Efficient Inference in Fully Connected CRFs with Gaussian Edge Potentials

Philipp Krähenbühl and Vladlen Koltun

Stanford University

NIPS 2011

Most state-of-the-art techniques for multi-class image segmentation and labeling use conditional random fields defined over pixels or image regions. While region-level models often feature dense pairwise connectivity, pixel-level models are considerably larger and have only permitted sparse graph structures. In this paper, we consider fully connected CRF models defined on the complete set of pixels in an image. The resulting graphs have billions of edges, making traditional inference algorithms impractical. Our main contribution is a highly efficient approximate inference algorithm for fully connected CRF models in which the pairwise edge potentials are defined by linear combinations of Gaussian kernels. Our algorithm can approximately minimize fully connected models on tens of thousands of variables in a fraction of a second.

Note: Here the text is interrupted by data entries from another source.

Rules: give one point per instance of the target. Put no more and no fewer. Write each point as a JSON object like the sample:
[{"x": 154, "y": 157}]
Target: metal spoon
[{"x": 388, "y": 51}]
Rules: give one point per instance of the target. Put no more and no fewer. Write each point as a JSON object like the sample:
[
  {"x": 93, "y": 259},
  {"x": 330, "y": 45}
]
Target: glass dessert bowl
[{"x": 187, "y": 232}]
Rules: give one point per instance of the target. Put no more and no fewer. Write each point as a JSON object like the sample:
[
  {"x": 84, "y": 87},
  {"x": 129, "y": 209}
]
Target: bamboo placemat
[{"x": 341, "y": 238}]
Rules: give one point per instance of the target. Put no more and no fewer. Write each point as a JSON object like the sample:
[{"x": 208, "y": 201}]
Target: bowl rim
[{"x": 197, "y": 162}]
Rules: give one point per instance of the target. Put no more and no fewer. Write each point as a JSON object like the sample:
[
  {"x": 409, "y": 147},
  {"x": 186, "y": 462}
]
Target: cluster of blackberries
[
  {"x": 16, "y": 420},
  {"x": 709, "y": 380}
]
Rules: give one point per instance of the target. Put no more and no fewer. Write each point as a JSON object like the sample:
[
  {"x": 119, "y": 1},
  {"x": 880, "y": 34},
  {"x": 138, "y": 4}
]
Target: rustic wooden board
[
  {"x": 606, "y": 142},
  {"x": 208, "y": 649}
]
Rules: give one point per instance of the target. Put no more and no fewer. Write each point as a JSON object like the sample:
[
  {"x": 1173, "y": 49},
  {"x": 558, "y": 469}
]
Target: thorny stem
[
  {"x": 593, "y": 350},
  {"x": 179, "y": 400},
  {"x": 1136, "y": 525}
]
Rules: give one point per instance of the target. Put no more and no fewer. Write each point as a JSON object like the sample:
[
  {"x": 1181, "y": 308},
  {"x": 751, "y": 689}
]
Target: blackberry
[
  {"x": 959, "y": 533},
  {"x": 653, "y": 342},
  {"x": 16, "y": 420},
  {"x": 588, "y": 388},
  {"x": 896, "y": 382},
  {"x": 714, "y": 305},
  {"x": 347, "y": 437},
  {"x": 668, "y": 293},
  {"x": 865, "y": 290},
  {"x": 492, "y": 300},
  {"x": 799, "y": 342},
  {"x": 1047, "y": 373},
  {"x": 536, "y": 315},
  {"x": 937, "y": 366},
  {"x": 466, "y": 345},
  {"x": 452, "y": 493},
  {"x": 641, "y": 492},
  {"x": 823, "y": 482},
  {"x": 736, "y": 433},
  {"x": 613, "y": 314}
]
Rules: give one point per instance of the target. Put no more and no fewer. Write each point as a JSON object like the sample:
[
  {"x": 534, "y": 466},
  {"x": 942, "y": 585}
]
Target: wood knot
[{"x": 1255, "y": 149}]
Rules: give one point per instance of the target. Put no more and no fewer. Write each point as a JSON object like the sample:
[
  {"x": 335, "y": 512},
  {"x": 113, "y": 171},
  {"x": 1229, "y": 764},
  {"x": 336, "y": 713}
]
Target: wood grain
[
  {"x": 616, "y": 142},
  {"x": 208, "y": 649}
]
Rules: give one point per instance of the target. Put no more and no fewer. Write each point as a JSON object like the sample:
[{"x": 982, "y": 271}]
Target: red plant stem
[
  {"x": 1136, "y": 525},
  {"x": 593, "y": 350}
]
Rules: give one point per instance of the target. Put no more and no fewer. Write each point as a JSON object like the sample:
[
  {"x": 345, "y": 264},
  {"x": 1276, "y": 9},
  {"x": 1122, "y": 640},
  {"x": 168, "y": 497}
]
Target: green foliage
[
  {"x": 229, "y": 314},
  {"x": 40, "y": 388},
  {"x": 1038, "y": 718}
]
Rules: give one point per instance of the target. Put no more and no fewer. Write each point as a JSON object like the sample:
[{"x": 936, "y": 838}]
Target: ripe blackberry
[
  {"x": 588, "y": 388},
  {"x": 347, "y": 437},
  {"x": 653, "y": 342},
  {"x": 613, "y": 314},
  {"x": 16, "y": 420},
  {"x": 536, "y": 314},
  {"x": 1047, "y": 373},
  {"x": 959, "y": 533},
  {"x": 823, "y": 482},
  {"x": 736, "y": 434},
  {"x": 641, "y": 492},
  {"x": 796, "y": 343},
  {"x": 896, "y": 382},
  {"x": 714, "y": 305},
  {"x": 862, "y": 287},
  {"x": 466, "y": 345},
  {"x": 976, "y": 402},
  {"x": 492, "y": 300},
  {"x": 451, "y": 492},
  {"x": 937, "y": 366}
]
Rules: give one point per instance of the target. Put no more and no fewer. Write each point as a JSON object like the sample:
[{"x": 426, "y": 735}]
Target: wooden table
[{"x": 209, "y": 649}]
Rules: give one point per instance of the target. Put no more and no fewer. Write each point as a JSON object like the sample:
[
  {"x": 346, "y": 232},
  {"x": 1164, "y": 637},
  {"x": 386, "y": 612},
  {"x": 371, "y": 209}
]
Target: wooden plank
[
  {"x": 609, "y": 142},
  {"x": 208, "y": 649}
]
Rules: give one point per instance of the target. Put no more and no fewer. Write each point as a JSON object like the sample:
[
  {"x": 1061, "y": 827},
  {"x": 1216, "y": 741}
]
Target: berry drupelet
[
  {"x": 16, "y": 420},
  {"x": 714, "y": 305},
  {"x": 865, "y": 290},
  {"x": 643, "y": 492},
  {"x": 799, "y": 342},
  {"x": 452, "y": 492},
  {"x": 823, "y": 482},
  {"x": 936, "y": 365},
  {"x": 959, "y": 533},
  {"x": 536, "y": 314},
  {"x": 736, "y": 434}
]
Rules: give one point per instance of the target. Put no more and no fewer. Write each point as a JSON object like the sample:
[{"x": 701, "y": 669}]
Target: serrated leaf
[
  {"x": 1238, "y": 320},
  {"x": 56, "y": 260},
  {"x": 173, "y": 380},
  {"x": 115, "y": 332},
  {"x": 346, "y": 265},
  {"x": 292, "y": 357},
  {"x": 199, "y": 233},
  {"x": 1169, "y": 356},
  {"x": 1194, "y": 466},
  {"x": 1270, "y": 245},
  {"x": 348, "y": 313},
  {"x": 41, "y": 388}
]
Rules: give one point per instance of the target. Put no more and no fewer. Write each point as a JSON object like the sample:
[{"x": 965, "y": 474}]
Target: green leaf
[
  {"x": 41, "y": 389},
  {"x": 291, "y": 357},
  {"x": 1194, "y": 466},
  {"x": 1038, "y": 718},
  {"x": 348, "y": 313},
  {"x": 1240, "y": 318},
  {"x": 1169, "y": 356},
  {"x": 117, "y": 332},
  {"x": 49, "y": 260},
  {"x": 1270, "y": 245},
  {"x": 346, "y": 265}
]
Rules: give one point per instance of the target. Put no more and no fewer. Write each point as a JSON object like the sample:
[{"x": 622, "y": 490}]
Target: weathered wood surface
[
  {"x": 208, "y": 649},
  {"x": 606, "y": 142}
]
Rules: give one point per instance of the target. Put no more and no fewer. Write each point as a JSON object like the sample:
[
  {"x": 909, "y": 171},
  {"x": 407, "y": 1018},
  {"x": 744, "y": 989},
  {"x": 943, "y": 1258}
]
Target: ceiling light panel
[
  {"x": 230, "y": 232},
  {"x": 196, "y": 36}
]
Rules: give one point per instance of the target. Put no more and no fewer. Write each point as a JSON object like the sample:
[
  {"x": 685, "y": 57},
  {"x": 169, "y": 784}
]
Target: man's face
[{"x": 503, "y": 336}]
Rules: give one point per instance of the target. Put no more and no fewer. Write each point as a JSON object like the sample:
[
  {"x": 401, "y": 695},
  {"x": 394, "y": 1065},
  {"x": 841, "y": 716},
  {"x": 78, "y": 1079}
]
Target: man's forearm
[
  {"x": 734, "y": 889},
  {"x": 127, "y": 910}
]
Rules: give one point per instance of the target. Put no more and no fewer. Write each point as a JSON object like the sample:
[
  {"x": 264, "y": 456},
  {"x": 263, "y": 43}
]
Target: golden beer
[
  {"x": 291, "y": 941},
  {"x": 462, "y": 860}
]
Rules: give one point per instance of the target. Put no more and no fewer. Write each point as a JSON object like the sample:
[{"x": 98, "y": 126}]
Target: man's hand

Quantitative and qualitative results on the MSRC-21 and PASCAL VOC 2010 datasets demonstrate that full pairwise connectivity at the pixel level produces significantly more accurate segmentations and pixel-level label assignments.

Paper, supplementary material, slides. and poster.

A more general but slightly slower implementation of the project is available for download. The code is under BSD license, feel free to use and modify it. We're happy to hear about applications of this research, please send us an email if you use the code. If you use it for a publication, please cite our paper. If you think you found a bug in the code, please let us know as well. However, we will not provide assistance with installing, understanding, or running the code.
A slightly faster implementation including a new learning algorithm can be found with our ICML 2013 paper.

Unary potentials:
An implementation of textonboost and the more accurate annotations can be found here . If you want to just use our unary potentials you can find them here .

VOC dataset:
As a clairification to the paper. We use the standard class average intersection / union accuracy measure for the VOC 2010 dataset. It is computed as: "true positives" / ("true positives"+"false positives"+"false negatives").